So I'm sitting here trying to decide what tone to take with my sister who is technically a woman but still can't manage to stay out of debt. She owes the bank 44 dollars and they have decided 180 dollars is a fair amount to extort in fees for that 44 dollar overdraft which was done over a series of small purchases, none over 8 dollars. My sister spends money in denial, like a woman insisting on only having half piece of cake 4 or 5 times. She's not making the connection that it doesn't matter if you only put 5 dollars in your tank instead of 25 if you don't have any dollars at all. I have to remind myself that she is 22 even if she is acting like she's 7. I sometimes feel guilty. I'm the good child. Is it too much to compete with? If I became a total fuck up would someone step up? But no, I'm not responsible for her choices, I'm not responsible for how she feels about mine, and being related, I understand what she gives up on everyday she decides to avoid facing her fears, unfinished work, and checking balances. I'm angry at her because she doesn't even put up a fight and succumbs to her basest instincts. I don't know what the right thing to do is. We do what all families do, we oversell modest accomplishments to try to convince ourselves they'll be okay. We bail them out because we don't want to their lives to descend any further We yell, we plead, reason, cajole, snipe. We don't know where and when to apply the various kinds of love (tough, unconditional). We don't know what it will take but we hope it's inconvenient and annoying instead of dangerous or harmful.
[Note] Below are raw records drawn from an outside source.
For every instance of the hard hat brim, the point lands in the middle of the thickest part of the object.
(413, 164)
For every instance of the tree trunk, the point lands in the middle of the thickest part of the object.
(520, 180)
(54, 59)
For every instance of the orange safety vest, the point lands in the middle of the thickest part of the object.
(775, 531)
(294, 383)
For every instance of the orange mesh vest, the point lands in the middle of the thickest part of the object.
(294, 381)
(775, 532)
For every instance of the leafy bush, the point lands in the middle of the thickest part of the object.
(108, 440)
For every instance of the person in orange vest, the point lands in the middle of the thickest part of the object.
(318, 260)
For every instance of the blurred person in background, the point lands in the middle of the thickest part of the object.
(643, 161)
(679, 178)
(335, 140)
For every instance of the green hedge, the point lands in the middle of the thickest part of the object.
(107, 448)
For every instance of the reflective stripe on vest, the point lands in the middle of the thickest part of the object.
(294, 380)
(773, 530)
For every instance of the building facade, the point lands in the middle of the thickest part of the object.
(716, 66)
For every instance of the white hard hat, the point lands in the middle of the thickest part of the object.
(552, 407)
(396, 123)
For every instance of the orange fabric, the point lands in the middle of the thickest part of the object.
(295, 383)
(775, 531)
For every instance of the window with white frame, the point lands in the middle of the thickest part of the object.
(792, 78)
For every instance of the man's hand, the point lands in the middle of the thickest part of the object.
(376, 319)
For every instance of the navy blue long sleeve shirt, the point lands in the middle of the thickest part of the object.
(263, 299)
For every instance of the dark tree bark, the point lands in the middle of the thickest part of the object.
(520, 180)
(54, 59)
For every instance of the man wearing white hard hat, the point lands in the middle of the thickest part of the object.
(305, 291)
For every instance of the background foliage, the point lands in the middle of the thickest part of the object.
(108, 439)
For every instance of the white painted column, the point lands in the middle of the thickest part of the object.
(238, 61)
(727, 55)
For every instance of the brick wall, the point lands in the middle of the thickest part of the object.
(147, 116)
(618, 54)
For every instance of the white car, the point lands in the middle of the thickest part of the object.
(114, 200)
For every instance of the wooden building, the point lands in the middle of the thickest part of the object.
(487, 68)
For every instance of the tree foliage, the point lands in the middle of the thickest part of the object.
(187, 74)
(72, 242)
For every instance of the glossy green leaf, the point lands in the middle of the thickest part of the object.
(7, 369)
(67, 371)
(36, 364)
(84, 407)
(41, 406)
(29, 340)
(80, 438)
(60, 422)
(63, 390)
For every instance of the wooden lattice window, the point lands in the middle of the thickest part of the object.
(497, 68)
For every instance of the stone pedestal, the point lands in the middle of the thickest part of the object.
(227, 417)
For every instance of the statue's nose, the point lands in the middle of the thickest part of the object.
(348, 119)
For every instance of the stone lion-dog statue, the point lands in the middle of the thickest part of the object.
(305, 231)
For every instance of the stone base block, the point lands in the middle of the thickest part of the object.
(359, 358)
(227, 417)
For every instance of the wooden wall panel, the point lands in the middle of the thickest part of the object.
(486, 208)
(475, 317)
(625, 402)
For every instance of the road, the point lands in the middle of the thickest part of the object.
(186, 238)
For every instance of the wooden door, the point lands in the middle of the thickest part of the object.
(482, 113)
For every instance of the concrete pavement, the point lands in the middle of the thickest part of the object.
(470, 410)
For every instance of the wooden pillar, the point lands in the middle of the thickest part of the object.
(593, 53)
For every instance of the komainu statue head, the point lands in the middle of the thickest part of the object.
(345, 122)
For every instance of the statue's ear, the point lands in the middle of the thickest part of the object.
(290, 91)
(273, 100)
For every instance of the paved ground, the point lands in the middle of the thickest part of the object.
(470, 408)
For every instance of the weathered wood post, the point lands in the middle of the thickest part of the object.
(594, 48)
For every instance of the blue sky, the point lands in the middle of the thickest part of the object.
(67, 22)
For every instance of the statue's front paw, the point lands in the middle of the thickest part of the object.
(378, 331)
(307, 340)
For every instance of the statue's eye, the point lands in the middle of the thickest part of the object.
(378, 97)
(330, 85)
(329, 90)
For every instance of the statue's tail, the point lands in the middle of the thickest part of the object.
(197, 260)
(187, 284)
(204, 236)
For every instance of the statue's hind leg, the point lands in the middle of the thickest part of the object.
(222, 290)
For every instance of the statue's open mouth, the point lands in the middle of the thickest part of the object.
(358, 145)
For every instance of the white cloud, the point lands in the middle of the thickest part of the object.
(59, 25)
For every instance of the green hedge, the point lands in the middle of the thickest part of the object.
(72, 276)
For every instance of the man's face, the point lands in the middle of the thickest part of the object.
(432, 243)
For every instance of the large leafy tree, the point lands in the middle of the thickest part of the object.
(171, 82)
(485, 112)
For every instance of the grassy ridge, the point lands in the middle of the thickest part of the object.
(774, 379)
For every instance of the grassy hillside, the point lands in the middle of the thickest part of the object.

No one has the energy or time to run her life for her but I wonder if that's what she needs. She'll be here in about 12 hours so I have time to get some sleep, some caffeine, and about an inch of perspective.
Remind me again why I would consider having children given the predilections of my gene pool. *Sigh*
3 comments:
Wellll,
hope you can somehow enjoy that visit.
By the way, "We oversell their modest accomplishments to try to convince ourselves they'll be okay."
That's a damn good, insightful line. Hope I dont steal that.
So far so good. She's a great girl but man does she make some bonehead decisions. We (read: I) avoided heavy discussions or any sort today. I just fed her, gave her some walking around money and got her briefed up on her dog walking duties for the next 2 weeks.
There you go! Get her walking that dog. That's good for everybody.